It has been established in the scientific literature that OSCC is more prevalent in developing than developed countries [6, 13]. For instance, In Israel, oral SCC is more prevalent among Ashkenazi Jews than Sephardic-Jews for reason attributed to the differences in geographic origins [14]. Similarly in England, it is more prevalent among Indian people born in the Indian subcontinent and migrated to England than among Indians born in England [15]. It has further been documented in US, that the average 5-year survival rate for men of African descent with OSCC is lower than those of their Caucasian counterparts [6, 16]; and OSCC is usually at a significantly more advanced stage in blacks than in white people at the time of diagnosis [16]. The possible suggestions accrued to these geographical, ethnic and racial differences include; that the lesion is pathobiologically more aggressive in blacks than in whites; and that blacks delay longer before seeking medical advice than do whites for cultural, educational and socioeconomic reasons. Although factors such as socioeconomic status, educational level, cultural influences and limited access to healthcare services may not impact directly on the development of OSCC, however they possess an indirect influence in the higher morbidity and mortality from OSCC [6, 16]. Similar trends were observed in our study, as our result showed that out of the 162 OSCC cases examined across the four centres, the highest incidence was found in Benin which is in the South-south geographical zone of the country, accounting for 47.53% (77). Almost equal number of cases were observed from Ibadan and Port-Harcourt centres viz: 12.35% and 11.73%, respectively. Whereas, the incidence from Ife centre was 28.40%. The observed differences between the four centres could possibly be attributable to disparities in heavy alcohol and tobacco product consumption, as well as low levels of education about the risk factors across the South-South and South-Western geographic zones of Nigeria.
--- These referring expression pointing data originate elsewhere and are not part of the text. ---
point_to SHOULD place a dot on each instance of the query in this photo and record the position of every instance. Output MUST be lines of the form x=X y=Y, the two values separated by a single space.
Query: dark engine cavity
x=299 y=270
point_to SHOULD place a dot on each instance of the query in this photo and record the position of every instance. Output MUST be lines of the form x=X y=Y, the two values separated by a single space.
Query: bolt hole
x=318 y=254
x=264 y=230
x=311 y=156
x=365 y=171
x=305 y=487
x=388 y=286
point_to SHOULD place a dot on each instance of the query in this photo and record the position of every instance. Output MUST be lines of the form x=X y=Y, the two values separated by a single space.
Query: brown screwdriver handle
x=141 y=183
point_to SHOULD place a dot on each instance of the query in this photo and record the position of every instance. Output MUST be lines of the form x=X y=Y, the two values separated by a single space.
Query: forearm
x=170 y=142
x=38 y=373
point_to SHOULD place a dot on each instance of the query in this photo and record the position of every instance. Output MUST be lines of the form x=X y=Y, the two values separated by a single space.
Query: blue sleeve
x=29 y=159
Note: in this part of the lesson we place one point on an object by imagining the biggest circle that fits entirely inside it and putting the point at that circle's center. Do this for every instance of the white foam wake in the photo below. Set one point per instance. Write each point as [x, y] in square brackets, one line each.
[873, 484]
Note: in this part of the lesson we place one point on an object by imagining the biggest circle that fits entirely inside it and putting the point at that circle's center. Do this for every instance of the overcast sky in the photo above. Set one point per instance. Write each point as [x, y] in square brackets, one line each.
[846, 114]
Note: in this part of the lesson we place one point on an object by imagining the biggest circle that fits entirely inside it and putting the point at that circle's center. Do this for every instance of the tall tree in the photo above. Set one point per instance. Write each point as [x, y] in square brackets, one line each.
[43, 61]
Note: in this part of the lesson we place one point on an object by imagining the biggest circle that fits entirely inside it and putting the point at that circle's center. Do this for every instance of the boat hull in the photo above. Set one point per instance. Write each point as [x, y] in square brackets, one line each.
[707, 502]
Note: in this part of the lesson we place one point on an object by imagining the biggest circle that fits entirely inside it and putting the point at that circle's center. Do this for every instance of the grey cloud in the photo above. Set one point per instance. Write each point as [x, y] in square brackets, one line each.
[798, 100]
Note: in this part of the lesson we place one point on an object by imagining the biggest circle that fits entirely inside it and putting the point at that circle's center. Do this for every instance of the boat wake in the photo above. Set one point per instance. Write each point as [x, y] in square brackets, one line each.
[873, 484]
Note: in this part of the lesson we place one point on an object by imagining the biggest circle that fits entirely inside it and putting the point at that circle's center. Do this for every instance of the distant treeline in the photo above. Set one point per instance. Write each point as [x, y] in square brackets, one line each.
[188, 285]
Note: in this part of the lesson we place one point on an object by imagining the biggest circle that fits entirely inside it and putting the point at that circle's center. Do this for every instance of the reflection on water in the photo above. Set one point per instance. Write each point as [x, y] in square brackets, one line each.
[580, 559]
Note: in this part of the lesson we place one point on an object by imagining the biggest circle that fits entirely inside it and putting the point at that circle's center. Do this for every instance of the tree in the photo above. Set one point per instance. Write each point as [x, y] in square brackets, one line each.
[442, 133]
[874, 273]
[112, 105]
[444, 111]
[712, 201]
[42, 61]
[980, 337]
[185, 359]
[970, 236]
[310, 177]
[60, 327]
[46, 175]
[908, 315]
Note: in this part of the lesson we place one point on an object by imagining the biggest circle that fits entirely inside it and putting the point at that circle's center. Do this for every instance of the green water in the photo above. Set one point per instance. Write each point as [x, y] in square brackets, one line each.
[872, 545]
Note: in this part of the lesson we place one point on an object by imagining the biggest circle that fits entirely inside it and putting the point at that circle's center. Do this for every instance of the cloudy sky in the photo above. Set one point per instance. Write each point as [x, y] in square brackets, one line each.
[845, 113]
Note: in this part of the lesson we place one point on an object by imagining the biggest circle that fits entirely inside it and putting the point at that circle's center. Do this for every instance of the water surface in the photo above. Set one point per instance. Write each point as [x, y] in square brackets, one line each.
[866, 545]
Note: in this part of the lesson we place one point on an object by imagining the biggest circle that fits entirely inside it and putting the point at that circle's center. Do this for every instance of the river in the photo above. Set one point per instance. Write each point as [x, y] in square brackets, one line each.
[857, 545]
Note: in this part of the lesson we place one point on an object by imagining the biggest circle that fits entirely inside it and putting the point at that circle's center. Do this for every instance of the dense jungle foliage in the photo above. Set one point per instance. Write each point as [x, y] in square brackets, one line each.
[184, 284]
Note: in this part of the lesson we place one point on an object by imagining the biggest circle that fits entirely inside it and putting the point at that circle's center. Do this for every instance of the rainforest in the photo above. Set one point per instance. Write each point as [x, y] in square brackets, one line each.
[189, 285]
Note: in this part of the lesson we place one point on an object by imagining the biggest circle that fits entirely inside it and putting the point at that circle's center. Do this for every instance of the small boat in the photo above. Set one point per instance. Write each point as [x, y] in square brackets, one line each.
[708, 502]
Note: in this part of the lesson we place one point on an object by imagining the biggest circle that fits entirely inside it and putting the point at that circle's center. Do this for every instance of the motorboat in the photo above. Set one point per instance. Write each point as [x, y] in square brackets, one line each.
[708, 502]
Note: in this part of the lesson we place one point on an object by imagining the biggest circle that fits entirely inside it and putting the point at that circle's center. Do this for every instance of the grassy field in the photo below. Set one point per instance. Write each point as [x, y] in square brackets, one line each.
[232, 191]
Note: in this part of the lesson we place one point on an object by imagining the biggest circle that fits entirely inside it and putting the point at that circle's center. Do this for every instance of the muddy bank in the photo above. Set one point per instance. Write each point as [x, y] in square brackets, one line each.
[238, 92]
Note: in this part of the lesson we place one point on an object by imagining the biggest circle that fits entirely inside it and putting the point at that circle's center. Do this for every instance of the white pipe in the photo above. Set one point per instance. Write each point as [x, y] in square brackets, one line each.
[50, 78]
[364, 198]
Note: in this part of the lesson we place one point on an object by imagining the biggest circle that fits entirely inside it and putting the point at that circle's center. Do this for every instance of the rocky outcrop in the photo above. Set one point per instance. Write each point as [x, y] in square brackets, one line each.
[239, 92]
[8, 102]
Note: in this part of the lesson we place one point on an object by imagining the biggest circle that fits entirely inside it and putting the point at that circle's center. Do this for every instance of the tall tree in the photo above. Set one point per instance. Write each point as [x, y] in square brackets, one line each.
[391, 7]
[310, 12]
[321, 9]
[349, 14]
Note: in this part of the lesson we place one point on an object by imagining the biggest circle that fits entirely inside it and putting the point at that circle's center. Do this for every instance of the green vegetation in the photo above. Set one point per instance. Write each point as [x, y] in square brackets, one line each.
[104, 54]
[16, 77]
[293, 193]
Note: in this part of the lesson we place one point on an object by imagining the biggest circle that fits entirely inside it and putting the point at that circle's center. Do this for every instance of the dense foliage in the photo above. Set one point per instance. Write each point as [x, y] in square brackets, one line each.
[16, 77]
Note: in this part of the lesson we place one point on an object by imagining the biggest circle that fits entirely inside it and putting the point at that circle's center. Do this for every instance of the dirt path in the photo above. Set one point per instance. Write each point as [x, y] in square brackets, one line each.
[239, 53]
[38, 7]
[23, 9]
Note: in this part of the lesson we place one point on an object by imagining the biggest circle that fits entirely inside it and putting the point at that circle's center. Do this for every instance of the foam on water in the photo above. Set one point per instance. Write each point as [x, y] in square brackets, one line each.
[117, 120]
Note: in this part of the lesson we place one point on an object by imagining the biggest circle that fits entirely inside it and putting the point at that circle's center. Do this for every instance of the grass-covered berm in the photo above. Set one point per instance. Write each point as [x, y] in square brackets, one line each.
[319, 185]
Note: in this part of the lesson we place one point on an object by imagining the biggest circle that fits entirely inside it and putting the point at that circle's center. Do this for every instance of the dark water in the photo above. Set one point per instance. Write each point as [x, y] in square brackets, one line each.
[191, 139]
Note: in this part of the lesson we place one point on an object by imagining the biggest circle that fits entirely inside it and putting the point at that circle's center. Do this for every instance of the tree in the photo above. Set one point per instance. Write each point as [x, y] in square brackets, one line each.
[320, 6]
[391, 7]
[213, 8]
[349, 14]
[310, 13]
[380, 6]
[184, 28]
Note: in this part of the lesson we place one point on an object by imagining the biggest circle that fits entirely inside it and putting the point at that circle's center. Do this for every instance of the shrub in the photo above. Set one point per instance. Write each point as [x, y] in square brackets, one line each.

As with many other types of cancer, OSCC most commonly occurs in the middle aged and elderly population [17, 18]. This is in agreement with our findings as majority (69 cases, 42.59%) of the cases were seen within the age range of 60 years and above. This is followed by 37 cases (22.84%) observed between 50-60 years of age. Oral squamous cell carcinoma has long been considered to be a tumor of the elderly and has been seen only sporadically before the third decade of life. In our study, four cases (2.47%) were seen within the age bracket of less than 18 years. Male population have traditionally been known to have a higher incidence in OSCC, typically circa 2:1 compared to women [19, 20]. This trend has however evened out, probably due to increased alcohol consumption and tobacco use among the female population [18]. This development agrees with our findings of male to female ratio of 1.3:1. In addition a male to female ratio of 1.4: 1 has also been reported among Iranian populations [21]. In many studies (including those conducted in Nigeria), OSCC affected more males than females [18, 22-25]. One exception is a study carried out in Ilorin (North Central Nigeria), where females were affected more than males [26]. We also observed in our study that the out of the 46 cases from Ife, 22 of them are females gender with a very close male to female ratio of 1:0.9. We observed that oral squamous cell carcinomas (OSCC) occurred mostly in the 6th and 7th decades of life and maxillary were more frequent than mandibular OSCC lesions. There were more male (n = 92) than female (n = 70) OSCC cases; and regional variations were observed both for location, age group and gender distribution. Our observation is consistent with what others have reported in the literature [27, 28]. For instance Dourmishev et al (1997) reported 2.3:1 male to female ratio and highest frequency of OSCC in patients between 61-70 years [27].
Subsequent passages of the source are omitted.